En primer lugar, colocamos una sartén grande a fuego medio-alto, vertemos el agua, esperamos que comience a hervir y añadimos el azúcar. Damos vueltas hasta que veamos que el azúcar se ha disuelto, y añadimos las almendras.
Bajamos el fuego y removemos bien con una cuchara de madera para que todas las almendras se impregnen del almíbar, y seguimos cocinando sin dejar de remover. Poco a poco el almíbar de ira cristalizando y cambiado de color convirtiéndose en caramelo, tal y como vemos en la foto.
Seguimos sin dejar de remover en ningún momento y con el fuego suave, hasta que veamos que se empieza a formar una costra de caramelo cristalizado sobre las almendras.
En algunos momentos parece arena, es normal, no dejes de remover, ahora es cuando el caramelo comienza a volverse brillante.
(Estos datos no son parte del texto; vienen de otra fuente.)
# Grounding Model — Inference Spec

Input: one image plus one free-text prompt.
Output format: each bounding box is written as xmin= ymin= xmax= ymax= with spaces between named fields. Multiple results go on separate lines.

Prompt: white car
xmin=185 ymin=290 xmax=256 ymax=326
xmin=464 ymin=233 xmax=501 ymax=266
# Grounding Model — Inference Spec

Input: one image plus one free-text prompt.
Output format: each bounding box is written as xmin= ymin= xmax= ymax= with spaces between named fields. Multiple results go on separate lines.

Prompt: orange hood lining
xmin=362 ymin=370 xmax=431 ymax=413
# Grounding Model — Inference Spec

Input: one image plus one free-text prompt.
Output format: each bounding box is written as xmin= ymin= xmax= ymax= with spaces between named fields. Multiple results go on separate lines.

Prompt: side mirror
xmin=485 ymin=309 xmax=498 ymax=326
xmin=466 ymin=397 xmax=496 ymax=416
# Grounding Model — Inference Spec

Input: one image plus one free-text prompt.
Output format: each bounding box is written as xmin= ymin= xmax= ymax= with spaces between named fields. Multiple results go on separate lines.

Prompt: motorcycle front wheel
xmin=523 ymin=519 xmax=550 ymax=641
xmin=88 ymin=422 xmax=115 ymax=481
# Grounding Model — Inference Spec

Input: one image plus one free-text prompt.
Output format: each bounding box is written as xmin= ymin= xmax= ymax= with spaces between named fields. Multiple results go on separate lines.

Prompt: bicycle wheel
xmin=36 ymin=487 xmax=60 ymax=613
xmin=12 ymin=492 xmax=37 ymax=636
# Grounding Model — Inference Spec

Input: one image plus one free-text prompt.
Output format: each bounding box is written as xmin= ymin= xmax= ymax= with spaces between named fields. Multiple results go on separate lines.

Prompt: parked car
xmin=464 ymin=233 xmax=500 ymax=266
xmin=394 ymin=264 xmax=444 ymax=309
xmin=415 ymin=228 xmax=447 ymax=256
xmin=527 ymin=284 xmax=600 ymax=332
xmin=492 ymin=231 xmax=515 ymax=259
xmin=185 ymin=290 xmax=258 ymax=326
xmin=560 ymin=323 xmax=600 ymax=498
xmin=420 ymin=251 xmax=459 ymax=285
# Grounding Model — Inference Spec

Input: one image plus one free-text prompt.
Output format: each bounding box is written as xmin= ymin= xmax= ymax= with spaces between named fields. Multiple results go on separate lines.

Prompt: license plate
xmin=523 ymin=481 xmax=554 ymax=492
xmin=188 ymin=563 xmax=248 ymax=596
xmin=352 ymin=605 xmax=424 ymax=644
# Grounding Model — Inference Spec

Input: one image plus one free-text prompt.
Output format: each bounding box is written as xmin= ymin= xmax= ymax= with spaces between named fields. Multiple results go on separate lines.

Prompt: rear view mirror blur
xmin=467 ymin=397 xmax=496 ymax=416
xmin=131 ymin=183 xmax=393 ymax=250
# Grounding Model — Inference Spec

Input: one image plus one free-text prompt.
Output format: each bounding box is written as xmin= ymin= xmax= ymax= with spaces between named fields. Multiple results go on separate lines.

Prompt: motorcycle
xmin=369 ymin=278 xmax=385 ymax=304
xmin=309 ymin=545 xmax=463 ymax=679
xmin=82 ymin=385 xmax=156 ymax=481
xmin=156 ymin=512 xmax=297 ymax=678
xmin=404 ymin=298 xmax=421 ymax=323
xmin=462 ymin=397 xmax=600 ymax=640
Cuando veamos que las almendras están bien bañadas con una capa brillante de caramelo oscuro, las retiramos del fuego.
Las colocamos sobre una bandeja con papel de hornear, sin amontonarlas, dejando espacio entre ellas con ayuda de la cuchara.
Por último, una vez que estén frías, ya podemos comer nuestras almendras garrapiñadas hechas en casa, o conservarlas en bolsas o botes herméticos.